CF2125F Timofey and Docker

Not so long ago, a certain Timofey learned about docker and now wants to present a report about it at a conference. He has already prepared the text $ s $ . There are $ n $ people attending the conference. The $ i $ -th attendee will understand Timofey's report if the number of occurrences of the word "docker" as a contiguous substring in the text is not less than $ l_i $ and not greater than $ r_i $ . To ensure that as many people as possible learn about docker, Timofey can change characters in his text. Help Timofey determine the minimum number of characters that need to be changed so that the topic is understood by the maximum possible number of attendees.

Each test consists of several test cases. The first line contains an integer $ t $ ( $ 1 \le t \le 10^{4} $ ) — the number of test cases. The description of the test cases follows. The first line of each test case contains one string $ s $ ( $ 1 \le |s| \le 5 \cdot 10^{5} $ ) — Timofey's text, which consists of lowercase Latin letters. The second line of each test case contains one integer $ n $ ( $ 1 \le n \le 5 \cdot 10^{5} $ ) — the number of attendees. The next $ n $ lines of each test case contain two integers $ l_{i}, r_{i} $ ( $ 1 \le l_{i} \le r_{i} \le 10^{9} $ ).
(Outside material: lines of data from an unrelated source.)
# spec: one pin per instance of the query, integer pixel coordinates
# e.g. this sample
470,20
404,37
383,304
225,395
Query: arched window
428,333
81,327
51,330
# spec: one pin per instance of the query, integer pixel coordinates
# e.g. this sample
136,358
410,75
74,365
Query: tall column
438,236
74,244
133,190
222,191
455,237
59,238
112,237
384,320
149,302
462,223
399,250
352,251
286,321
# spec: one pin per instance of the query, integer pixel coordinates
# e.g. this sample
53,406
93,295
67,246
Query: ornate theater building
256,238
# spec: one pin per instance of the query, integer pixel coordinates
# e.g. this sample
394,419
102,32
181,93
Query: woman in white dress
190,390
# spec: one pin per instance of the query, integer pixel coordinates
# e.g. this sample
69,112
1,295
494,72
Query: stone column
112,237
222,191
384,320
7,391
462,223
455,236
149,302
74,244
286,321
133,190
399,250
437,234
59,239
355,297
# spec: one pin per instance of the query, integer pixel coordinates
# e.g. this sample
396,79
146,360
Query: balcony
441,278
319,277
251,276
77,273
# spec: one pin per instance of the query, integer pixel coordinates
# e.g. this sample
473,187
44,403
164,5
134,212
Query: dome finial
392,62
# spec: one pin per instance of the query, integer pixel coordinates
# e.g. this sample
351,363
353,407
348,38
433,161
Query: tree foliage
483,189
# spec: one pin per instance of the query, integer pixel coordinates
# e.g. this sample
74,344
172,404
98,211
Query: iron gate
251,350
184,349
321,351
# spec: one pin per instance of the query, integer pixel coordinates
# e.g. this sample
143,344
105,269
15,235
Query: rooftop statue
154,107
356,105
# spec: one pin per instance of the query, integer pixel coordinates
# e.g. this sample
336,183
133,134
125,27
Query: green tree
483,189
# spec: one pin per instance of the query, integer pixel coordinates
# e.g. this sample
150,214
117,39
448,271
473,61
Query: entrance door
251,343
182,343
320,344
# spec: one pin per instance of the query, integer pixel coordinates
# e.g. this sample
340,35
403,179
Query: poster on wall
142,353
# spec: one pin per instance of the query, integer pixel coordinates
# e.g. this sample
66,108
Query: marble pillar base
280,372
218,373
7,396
Additional constraints on the input data: - The sum of $ |s| $ across all test cases does not exceed $ 5 \cdot 10^{5} $ ; - The sum of $ n $ across all test cases does not exceed $ 5 \cdot 10^{5} $ .

For each test case, print one integer — the minimum number of characters that need to be changed so that the topic is understood by the maximum number of attendees.

Let's consider the first test in more detail: - in the first test case, it is possible to change all the characters ' $ x $ ' at the end of the string to the whole word " $ docker $ ", so that all $ 3 $ people will understand the topic; - in the second test case, it is possible to change some characters in $ s $ as follows: " $ l\color{red}{docker}kd\color{red}{ocker} $ " and the topic will be understood by $ 3 $ people, which is the maximum.